Please note that the current work focuses on the first acquisition-related issue, with the aim of achieving ultra-high spatial resolution capable of directly resolving the laminar fMRI signal and thus, removing the need for upsampling and averaging over an extended ROI. To address the second physiology-related issue, several modelling attempts32,33,34 have been proposed to remove the contribution of the non-local effects due to ascending veins to the measured (steady-state or dynamic) fMRI signal.

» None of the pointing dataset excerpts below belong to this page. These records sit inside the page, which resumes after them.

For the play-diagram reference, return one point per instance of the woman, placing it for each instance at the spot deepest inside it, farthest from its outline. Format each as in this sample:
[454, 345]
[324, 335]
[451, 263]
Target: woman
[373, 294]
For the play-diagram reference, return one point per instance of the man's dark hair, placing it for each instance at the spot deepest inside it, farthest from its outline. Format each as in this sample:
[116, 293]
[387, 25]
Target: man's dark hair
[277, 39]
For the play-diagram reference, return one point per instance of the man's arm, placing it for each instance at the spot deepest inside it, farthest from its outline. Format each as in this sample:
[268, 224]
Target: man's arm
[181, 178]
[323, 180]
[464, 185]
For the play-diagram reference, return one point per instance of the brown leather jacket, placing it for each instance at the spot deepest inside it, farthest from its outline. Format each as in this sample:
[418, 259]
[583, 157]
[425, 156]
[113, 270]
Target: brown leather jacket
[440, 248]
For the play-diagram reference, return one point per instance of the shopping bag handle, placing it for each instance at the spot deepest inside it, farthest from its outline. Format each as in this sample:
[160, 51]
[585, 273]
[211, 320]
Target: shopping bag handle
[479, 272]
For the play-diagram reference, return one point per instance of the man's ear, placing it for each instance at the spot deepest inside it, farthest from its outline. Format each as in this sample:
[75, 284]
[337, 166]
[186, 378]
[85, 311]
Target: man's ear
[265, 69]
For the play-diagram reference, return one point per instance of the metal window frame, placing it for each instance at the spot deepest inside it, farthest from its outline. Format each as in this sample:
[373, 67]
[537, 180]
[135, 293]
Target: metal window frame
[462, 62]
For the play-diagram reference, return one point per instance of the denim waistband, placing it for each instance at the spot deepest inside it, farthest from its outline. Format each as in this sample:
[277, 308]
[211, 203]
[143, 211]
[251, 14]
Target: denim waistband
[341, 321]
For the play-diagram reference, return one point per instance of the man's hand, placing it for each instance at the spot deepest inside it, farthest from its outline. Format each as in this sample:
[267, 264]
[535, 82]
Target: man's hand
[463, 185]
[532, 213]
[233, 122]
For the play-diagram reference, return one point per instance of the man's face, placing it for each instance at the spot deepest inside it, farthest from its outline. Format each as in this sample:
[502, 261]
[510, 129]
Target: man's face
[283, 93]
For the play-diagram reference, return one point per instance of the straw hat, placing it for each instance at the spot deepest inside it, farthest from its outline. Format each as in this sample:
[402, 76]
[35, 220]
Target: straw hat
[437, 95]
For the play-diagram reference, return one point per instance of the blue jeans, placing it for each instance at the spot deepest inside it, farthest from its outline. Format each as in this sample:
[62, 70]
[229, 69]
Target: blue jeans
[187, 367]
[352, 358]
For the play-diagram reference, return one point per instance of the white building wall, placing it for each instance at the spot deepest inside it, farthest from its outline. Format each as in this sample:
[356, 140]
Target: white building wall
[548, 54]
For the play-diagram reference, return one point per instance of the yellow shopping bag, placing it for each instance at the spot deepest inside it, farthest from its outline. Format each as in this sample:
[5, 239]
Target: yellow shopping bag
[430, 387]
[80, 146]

Inspired by the line-scanning fMRI in animals35, this study showcases a novel layer-specific fMRI acquisition strategy in humans at 7T that can sample the cortical depths at an unprecedented spatial resolution (i.e. 0.1 mm) using unique highly anisotropic voxels (Fig. 1, right). We demonstrate the feasibility of the novel Anisotropic Voxel FLASH (AVF) acquisition to obtain laminar- and columnar-specific fMRI signals in the human visual cortex. Furthermore, we show that the layer-specific BOLD signal mapped by the AVF within a single ‘voxel-column’ is highly stable and can thus, reliably capture layer-specific changes in small patches along the tangential cortical distance. As layer-specific profiles can be obtained without averaging over an extended ROI, we are able to detect, for the first time, a remarkably high variability of laminar profiles along the cortical distance, which is difficult to detect with the standard Isotropic Voxel EPI (IVE) and even with invasive electrophysiology. Finally, it is generally believed that the IVE acquisitions can, in principle, achieve any effective super-resolution desired via post-processing steps if there are enough voxels within the ROI and each of the sub-millimetre voxels sample the cortical layers depths in a quasi-random fashion, i.e., there is a spatial jittering of the voxels relative to the cortical layers. We argue and demonstrate using simulations that the effective laminar spatial resolution of the IVE acquisition is much lower than the AVF, even if an extended ROI is utilized to derive cortical depth profiles.
Nevertheless, we do not propose the AVF approach as a standalone, but rather as a supplemental tool that can be used to aid the interpretation of the depth-dependent or lower-resolution signal changes observed with isotropic sub- or supra-millimetre acquisitions, typically used in cognitive neuroscience applications. Taken together, this study demonstrates the feasibility of directly assessing the laminar and columnar cortical organization in humans, non-invasively, using ultra-high spatial resolution fMRI, a scientific domain previously reserved for invasive animal studies.
The current study has two main goals: (1) To demonstrate the feasibility of cortical depth sampling using AVF. In order to show this, we compare the depth profiles obtained with AVF with those of IVE, typically utilized in laminar studies. (2) To examine the functional properties of AVF for studying cortical depth and distance profiles and using simulations, establish the superiority of the effective spatial resolution of AVF in two dimensions compared to IVE, albeit with lower brain coverage.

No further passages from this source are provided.